+3
Closed

Login Attempts return If the user or the password was incorrect

DanMyers 3 years ago updated by anonymous 2 years ago 4

When attempting to login to your Control center if you put in the wrong password it actually says "Invalid Password, please try again".  If you put in a correct password, or a username that doesn't exist it states "Invalid Username Please try again".


For security purposes, you should receive the same error response regardless of which field was incorrect.

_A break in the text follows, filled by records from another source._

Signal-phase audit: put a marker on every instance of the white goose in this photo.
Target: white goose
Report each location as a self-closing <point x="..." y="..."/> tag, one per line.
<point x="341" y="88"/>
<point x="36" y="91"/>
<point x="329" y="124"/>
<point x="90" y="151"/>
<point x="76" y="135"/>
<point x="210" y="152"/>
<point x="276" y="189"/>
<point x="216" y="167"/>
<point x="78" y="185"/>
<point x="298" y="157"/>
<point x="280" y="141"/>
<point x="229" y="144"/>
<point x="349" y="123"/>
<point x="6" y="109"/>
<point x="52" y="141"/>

This should be changed to "Invalid username or password, please try again" for all incorrect logins, regardless of which was wrong.

Available in Version:

Answer

Answer
Closed

Hi All,

I suggest you guys update the web resources, LoginPanel.InvalidPasswordText and LoginPanel.InvalidUserNameText, so the error doesn't indicate which field has an incorrect value. 

I don't disagree with your point, but from our point of view this isn't a bug because everything is working as we intend.  I'm moving this over to the feature request forum for PM to weigh in on the discussion.

-1

It is basic opsec to not disclose if an attempted authentication attempt has a correct username on a platform such as this. 


This should be treated as a bug not a feature request.

Answer
Closed

Hi All,

I suggest you guys update the web resources, LoginPanel.InvalidPasswordText and LoginPanel.InvalidUserNameText, so the error doesn't indicate which field has an incorrect value.